Le Maire de Genève a également utilisé les qualificatifs « lamentable, grossier et chauvin », en ajoutant : « Le racisme de ces gens ne passera pas. » Est-ce que vous vous revendiquez comme raciste?

Bien sûr que non ! Le racisme, par définition, est un sentiment de supériorité sur un peuple, une ethnie, autre que le/la sien/ne, suscitant haine, mépris et exclusion. Ce sentiment n’a été exprimé à aucun moment dans la pétition.
Ce qui a donné naissance à cette initiative, ce n’est pas le fait de festoyer avec des gens d’autres origines. Des événements multiculturels, il y en a tout au long de l’année à Genève, et aucune opposition n’a jamais été émise de notre part ! Mais peut-être que certains citoyens suisses sont davantage traditionalistes que d’autres et aiment le fait qu’en ce jour de commémoration de leur pays, on le célèbre avec ses coutumes. Reprocher aux gens d’être patriotes lors de la fête patriotique, c’est leur signifier qu’être fiers et reconnaissants de son pays est ridicule, alors qu’il s’agit là d’une marque de respect des plus élémentaires.
Pour certains, les traditions sont importantes, pour d’autres elles le sont moins. Mais tenir aux coutumes historiques, chérir son histoire nationale, et vouloir les préserver ne signifie pas haïr, mépriser ou exclure les autres.
Le problème de fond, c’est qu’aujourd’hui, toute opposition à une idée se voit immédiatement taxée de quelque chose-ophobe. Ne pas être d’accord, c’est être intolérant. La censure accourt vite sitôt qu’un propos n’est pas politiquement sur la « bonne ligne ». Mais toute idée a le droit d’exister, d’être exprimée et débattue. Ce qui est évidemment à proscrire, c’est l’appel à toute sorte de violence (injures, rejet, coups…) envers qui que ce soit. Vous avez le droit d’être contre une idée. Vous n’avez pas le droit d’être contre un être. Le problème est que la frontière entre les deux est fragile puisque c’est l’être qui génère l’idée, et c’est donc de là que naît l’amalgame.

Le Maire de la commune du Grand-Saconnex, Laurent Jimaja, est originaire du Bénin. Que vous inspire son parcours? 

Encore une fois, il n’y a aucun mépris pour les Béninois. Sa volonté et sa persévérance sont tout à fait louables. Je suis ravie qu’il ait réussi une belle carrière et que la Suisse lui ait offert cette opportunité.

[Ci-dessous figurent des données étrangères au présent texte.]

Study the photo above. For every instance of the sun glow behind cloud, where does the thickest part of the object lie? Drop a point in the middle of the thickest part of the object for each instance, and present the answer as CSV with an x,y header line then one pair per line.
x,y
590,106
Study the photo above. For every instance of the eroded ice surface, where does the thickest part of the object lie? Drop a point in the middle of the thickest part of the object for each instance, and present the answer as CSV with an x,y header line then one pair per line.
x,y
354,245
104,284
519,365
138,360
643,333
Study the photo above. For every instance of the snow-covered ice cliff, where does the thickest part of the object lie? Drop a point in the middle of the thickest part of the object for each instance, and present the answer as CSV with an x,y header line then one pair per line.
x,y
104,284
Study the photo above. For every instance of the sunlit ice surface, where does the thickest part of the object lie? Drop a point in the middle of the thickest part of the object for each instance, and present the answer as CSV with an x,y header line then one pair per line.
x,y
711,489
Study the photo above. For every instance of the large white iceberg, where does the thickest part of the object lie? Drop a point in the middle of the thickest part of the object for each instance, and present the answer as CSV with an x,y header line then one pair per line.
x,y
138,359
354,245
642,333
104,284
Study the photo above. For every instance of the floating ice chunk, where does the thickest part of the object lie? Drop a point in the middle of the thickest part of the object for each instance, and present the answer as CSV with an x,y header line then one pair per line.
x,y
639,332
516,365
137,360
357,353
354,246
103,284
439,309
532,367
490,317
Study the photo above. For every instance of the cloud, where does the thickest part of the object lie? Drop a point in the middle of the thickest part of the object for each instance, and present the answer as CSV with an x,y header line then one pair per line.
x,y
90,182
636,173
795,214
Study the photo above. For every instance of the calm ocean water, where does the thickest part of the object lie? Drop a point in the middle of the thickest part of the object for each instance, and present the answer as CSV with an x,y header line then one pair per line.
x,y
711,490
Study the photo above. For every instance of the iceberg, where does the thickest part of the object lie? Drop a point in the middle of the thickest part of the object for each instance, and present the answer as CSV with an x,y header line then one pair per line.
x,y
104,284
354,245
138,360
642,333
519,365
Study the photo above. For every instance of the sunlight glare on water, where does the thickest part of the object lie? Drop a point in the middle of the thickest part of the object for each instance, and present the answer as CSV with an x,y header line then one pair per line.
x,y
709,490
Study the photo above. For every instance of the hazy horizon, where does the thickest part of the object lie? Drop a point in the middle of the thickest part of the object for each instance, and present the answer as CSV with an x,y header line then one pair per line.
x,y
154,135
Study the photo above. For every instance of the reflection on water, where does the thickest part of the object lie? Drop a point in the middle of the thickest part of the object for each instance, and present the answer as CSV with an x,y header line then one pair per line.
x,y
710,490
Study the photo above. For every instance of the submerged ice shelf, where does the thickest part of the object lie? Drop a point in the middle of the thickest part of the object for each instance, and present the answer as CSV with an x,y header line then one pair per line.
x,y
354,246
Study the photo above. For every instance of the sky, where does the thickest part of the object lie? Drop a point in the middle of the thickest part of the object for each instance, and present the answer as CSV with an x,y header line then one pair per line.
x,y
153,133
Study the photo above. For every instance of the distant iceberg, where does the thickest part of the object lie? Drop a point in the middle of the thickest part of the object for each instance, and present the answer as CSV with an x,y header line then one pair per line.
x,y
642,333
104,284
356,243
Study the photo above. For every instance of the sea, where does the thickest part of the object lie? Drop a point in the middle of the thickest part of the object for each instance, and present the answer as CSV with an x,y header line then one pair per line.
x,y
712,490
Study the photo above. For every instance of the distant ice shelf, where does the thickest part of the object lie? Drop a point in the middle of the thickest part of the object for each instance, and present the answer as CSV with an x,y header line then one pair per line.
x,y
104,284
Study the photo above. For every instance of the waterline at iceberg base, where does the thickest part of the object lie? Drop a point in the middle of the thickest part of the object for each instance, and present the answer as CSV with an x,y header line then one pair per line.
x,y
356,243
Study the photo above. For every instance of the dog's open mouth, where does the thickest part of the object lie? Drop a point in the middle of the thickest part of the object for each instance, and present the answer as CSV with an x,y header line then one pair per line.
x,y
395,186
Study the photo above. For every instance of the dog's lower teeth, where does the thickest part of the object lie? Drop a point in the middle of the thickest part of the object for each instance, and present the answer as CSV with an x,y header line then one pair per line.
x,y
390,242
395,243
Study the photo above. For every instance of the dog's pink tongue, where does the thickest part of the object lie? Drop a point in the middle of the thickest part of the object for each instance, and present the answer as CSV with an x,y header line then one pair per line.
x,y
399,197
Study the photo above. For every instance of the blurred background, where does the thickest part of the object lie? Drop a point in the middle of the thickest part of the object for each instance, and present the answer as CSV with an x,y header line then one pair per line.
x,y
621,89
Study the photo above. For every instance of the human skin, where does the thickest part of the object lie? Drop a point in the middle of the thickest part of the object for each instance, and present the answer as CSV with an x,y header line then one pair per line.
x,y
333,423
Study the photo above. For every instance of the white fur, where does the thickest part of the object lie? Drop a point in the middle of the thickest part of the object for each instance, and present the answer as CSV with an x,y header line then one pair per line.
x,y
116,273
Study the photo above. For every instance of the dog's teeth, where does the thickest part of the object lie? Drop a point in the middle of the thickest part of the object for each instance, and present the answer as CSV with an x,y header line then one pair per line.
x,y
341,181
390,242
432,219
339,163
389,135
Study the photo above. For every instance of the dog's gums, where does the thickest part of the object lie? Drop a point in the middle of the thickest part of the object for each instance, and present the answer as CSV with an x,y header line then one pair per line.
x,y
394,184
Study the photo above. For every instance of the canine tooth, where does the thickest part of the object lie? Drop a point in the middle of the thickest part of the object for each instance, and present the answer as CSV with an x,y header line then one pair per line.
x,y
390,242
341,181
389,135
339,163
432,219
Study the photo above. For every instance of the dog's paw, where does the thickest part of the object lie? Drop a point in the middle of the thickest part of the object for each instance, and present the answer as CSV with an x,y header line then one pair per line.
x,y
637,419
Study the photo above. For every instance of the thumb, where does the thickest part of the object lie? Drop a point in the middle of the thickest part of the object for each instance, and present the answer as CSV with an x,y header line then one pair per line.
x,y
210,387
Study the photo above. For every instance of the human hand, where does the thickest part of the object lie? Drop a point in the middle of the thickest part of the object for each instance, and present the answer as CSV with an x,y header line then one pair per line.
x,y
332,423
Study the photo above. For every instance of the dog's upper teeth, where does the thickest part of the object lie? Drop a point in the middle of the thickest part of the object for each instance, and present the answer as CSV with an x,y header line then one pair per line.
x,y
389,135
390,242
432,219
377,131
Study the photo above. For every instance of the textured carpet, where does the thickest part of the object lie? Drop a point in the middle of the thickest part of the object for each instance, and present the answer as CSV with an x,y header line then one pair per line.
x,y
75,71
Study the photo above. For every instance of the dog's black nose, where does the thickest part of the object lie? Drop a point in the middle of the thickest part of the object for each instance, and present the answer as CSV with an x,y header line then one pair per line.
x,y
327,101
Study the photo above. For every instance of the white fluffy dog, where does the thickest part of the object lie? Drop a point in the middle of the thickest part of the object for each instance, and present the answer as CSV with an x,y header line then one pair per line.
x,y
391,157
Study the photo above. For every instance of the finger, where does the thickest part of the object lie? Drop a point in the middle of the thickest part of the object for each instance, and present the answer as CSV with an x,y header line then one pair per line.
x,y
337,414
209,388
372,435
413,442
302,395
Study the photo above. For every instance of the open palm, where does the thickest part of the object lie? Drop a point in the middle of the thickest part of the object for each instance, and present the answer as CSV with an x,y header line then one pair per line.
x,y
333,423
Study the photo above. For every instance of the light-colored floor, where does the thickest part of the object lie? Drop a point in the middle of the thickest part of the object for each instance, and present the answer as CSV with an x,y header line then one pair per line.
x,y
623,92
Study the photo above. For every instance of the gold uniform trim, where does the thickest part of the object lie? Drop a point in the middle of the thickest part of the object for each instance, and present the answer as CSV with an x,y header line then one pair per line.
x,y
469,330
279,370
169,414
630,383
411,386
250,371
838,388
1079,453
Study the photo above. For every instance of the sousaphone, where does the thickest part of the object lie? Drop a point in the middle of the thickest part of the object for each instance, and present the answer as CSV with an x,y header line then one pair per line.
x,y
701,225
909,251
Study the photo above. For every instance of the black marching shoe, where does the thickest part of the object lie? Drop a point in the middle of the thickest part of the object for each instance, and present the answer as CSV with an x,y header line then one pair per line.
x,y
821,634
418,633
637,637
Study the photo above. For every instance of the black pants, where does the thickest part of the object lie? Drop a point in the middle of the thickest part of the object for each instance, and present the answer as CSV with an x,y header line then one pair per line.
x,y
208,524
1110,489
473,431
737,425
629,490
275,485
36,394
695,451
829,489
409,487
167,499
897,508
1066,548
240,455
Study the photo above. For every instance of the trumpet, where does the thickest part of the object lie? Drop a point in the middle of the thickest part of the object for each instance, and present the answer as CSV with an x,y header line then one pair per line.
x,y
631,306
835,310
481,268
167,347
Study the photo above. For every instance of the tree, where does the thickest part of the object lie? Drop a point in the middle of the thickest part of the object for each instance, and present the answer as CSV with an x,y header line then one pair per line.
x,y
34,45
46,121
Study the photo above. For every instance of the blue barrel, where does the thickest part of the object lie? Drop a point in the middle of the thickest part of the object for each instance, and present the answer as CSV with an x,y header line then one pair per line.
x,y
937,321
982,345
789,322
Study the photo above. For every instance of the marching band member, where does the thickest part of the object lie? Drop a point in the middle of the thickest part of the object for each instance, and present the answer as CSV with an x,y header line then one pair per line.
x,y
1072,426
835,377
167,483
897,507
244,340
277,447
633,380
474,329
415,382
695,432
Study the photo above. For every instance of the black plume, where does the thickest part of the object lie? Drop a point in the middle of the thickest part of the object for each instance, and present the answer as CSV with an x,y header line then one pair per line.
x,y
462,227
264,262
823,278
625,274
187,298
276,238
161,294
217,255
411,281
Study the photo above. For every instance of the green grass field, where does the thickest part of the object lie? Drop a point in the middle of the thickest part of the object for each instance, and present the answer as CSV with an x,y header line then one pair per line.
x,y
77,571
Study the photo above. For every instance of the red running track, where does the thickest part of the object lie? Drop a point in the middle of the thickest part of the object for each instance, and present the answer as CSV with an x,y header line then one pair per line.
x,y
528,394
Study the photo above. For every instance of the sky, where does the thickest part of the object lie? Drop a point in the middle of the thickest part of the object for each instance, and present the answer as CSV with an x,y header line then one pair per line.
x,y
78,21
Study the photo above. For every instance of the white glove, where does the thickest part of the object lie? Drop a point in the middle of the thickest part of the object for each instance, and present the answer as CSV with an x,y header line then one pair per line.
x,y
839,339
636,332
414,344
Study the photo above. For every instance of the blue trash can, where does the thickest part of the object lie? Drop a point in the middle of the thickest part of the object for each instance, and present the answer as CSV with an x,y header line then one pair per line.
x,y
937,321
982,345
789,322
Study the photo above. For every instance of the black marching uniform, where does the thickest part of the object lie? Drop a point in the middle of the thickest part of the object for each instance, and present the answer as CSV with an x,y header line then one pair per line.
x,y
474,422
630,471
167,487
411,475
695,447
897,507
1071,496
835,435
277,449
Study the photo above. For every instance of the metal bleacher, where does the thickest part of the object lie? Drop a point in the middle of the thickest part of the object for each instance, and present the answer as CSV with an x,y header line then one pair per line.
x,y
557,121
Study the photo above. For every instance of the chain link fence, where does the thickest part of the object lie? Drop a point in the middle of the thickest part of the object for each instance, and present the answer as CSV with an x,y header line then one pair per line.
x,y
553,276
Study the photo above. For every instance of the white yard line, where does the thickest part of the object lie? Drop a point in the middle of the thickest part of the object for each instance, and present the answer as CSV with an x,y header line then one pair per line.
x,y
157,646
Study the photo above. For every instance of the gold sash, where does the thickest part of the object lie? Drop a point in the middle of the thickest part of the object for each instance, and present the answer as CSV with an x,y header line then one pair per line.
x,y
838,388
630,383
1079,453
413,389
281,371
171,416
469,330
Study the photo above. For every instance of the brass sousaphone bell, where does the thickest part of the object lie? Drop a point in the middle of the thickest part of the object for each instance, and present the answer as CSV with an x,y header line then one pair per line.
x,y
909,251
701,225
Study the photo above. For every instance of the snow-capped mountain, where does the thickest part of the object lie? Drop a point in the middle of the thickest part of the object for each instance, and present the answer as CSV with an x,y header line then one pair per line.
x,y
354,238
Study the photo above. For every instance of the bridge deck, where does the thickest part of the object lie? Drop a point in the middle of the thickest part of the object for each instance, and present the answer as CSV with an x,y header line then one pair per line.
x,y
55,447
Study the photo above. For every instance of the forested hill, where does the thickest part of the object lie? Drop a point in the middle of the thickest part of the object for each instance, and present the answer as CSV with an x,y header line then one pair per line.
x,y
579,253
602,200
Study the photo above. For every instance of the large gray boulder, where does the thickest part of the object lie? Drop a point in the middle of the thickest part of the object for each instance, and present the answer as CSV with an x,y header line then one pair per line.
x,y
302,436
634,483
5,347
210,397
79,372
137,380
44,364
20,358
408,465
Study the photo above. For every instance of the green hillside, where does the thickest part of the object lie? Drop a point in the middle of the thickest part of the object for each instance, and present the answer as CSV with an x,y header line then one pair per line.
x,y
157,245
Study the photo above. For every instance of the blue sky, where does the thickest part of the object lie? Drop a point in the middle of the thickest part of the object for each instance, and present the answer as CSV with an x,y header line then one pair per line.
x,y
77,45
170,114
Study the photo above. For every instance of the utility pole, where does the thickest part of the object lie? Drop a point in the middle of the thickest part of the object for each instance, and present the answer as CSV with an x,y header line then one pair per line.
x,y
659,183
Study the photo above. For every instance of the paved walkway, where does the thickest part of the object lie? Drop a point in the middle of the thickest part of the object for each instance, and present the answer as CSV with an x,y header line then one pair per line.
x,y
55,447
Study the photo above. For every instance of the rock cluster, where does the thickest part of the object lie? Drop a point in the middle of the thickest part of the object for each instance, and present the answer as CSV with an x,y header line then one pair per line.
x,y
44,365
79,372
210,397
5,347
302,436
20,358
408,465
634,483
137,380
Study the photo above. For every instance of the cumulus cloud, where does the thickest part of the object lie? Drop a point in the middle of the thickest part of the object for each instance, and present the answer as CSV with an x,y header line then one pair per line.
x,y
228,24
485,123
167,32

Les manifestations en faveur des réfugiés sont régulières à Genève et rassemblent la plupart du temps plusieurs centaines de personnes. Votre pétition peine à rassembler plus de 500 signatures. Comment l’expliquez-vous?

Genève est devenue majoritairement multiculturelle. Nous avons usé de notre droit démocratique à exprimer un avis, mais nous sommes rendus compte que la plupart des gens n’avaient rien contre ces festivités organisées. Alors qu’il en soit ainsi, la majorité gagne et nous devons le respecter.